Miller vividly recalls the first time he walked into the multistory, iron gray community center towering over North Halsted Street as a teenager in what was then the Boystown neighborhood.
“I remember walking in the Center on Halsted,” he said, “and being like, ‘Oh my gosh! This is the gay mecca!’” As he reached adulthood, however, Miller said he began to realize “you don’t really have a space in some of these gay spaces, because they are not specifically for Black gay folks.”
“Now, being 30 and Black as hell, I’m like, ‘Child, y’all don’t want nothing to do with us,’” he said.
As a teen, Miller sought out LGBTQ+ community spaces after sensing a lack of queer elders like him who could be part of his life.
“Most of the queer adults that I knew were white,” he said. “Most of the Black folks I saw were on television, like Billy Porter, Titus Burgess … I do remember specifically craving and seeking out those queer representations.”
That vacuum exists in part because of the AIDS epidemic that devastated LGBTQ+ communities in the 1980s and ’90s.
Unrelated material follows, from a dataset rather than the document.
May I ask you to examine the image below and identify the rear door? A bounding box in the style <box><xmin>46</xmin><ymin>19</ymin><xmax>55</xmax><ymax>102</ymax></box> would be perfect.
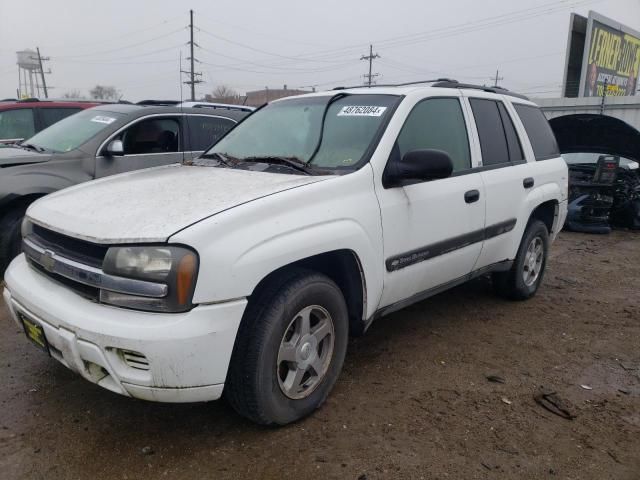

Black people were disproportionately struck by HIV, while being consistently passed over for resources and care.
Even into the 2010s, Black Illinoisans had significantly higher rates of HIV diagnoses, accounting for half of new diagnoses from 2009-2013, despite making up 15% of the state population, according to the state Department of Public Health. As of 2024, Black people make up 46% of people living with HIV/AIDS and 45% of all AIDS diagnoses in Chicago, according to the city’s public health department.
Like Miller, Givens also remembers seeking representation in LGBTQ+ spaces as a teenager at Kenwood Academy High School in the 1980s.
He describes the more progressive school as a “safe haven,” where he felt confident enough to come out as gay. While still in school, Givens became a youth outreach coordinator with Brother 2 Brother, an HIV prevention program. He set up near schools to pass out condoms and raise awareness about HIV and AIDS.
Givens recalled being surrounded by a rich intergenerational community that guided him to a future of organizing.
“I was blessed to be taught by these spearheaders who were in the true trenches of when we were trying to figure out what this [HIV/AIDS] was when it was hitting the LGBTQ+ community,” said Givens, now 53.
Among them was Powell, a fashion designer who has dressed celebrities including Patti LaBelle and Chaka Khan while also devoting himself to AIDS awareness and fundraising.
“He lived in his own truth before the community of the kids started talking about ‘fluid.’ Boris has always been fluid,” said Givens, who eventually moved to New York City to work in fashion and interior design. “He accepted you for who you were; he also uplifted. It was something I admired and adopted.”
Although Miller and Givens come from different generations, they have similar experiences of feeling isolated from Chicago’s larger queer communities.
“At that time, Boystown was mostly white. So oftentimes, I would find myself being the only Black person there,” Givens said.
But the exclusion of queer people of color is not limited to the neighborhood now known as Northalsted, sources say; it exists within a lineage of white supremacy many Black queer people experience their entire lives, especially as it pertains to public health crises.
During the AIDS epidemic, Black queer Chicagoans’ experiences were erased on multiple fronts. Not only were they excluded from mainstream coverage of the disease, but Black newspapers such as the Chicago Defender initially refused to publish news regarding the impact of the crisis on Black communities.
News coverage often centered the white gay community, until Windy City Times created BLACKlines in 1996, in an effort to stray from white male-dominated queer media.